沈清辭身體一愣,硬著頭皮往下邊,「夫人定然早已看出,小女與陸大人情投意合……」
「不像。」方夫人再次打斷。
【ber?沙溢絲啊?】
【難道一定要親親嘴、摟摟腰、秀秀恩愛,才能叫小情侶嘛?就不能是對抗路小情侶?】
「夫人,您這是什麼意思?」
方夫人看著眼前這個巧笑嫣然的小姑娘,忍不住打趣道,「吵架了?」
「啊?」沈清辭差點沒反應過來,隨即淺淺地點了點頭。
【對對對,你說的都對。】
【方夫人年輕時,十有八九是個戀愛腦。怪不得,方大人愛得死去活來,從不納妾。】
「方夫人,」陸北宸終於插了一句嘴,「正事要緊。」
「不尋常……」方夫人緩緩地搖了搖頭,那雙渾濁的眼睛裡,泛起了一層水光,「他出事前的最後那半年,整個人,都變得很奇怪。」
「他不再去碰那些他最喜歡的字畫古玩,也不再與同僚應酬。他每天,都將自己關在書房裡。這一待,就是一整天。」
「他在書房,做了什麼?」
陸北宸剛插一句嘴,就被沈清辭偷偷踹了一腳,同時眼神警告。
【打斷人家說話,沒素質。】
「沈姑娘,無妨的。」方夫人將小動作都看在眼裡,「他說,他在修書。」
「修書?」陸北宸的眉頭微微一皺。
但又細細一想。
禮部侍郎,修書,倒也正常。
「是。他說,他在整理一本前朝關於西南邊陲風物的古籍。」方夫人眼神變得有些飄忽,彷彿陷入了某種不願回憶的之中。

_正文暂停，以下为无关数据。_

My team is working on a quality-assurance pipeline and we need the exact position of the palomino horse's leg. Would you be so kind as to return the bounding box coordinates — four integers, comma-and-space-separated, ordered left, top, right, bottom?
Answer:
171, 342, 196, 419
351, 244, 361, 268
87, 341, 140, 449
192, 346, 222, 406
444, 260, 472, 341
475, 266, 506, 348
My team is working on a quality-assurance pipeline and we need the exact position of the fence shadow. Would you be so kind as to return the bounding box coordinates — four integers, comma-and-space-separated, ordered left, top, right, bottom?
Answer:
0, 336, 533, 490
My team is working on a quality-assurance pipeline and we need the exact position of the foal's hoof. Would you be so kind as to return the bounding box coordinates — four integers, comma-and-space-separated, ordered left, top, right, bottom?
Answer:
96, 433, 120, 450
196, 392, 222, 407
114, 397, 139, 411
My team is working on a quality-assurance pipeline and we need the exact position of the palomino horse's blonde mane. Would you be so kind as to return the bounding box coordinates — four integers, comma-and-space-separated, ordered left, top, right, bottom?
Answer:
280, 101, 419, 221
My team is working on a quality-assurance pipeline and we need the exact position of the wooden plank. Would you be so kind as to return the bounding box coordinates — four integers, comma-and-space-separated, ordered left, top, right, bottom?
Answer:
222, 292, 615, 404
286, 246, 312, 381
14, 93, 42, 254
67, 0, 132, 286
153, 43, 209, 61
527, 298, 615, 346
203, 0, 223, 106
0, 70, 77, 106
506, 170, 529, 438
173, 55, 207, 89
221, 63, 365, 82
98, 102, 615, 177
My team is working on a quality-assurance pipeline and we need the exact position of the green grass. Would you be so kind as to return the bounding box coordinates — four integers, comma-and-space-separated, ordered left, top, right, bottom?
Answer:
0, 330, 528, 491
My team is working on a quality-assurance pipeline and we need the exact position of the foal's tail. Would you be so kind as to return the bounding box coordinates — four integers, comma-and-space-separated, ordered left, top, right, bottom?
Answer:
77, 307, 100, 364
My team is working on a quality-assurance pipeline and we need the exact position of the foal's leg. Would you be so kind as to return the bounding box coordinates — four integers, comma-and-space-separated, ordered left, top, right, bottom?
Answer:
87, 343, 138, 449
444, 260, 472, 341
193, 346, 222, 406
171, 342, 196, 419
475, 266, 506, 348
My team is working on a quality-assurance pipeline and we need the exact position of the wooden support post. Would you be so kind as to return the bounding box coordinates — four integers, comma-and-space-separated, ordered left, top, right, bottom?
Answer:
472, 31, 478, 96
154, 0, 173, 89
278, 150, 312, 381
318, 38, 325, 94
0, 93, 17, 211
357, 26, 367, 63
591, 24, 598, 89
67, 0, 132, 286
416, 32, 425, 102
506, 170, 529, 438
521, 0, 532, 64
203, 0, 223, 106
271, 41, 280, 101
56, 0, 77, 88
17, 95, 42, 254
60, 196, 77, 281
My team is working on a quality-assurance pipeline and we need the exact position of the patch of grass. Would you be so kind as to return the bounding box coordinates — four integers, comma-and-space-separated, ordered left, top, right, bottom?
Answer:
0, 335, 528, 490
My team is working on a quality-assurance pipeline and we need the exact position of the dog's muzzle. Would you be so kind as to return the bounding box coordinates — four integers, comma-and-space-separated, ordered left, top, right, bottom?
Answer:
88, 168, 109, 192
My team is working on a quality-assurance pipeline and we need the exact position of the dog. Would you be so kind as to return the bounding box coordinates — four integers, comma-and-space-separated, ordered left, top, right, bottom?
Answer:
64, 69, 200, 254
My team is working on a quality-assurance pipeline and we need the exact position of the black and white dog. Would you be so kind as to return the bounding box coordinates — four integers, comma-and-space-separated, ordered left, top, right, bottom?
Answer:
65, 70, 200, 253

「那他可有解釋過,古籍上都寫著些什麼?」沈清辭皺眉問道。
「不曾。」方夫人嘆了口氣,「我敲問過幾句,但他隻字不提,甚至臉色也有些不對了。於是我也不好多問。」
「不過嘛……我曾一度以為他在偷看什麼女子圖冊,於是也偷偷地看過一眼。不過,那上面畫的,都是些古怪的蟲子和草藥,我也看不懂。」
「而且,」她頓了頓,像是想起了什麼,身體不受控制地打了個冷戰,「自從他開始修那本書,他的書房裡,就總是瀰漫著一股很奇怪的香味。」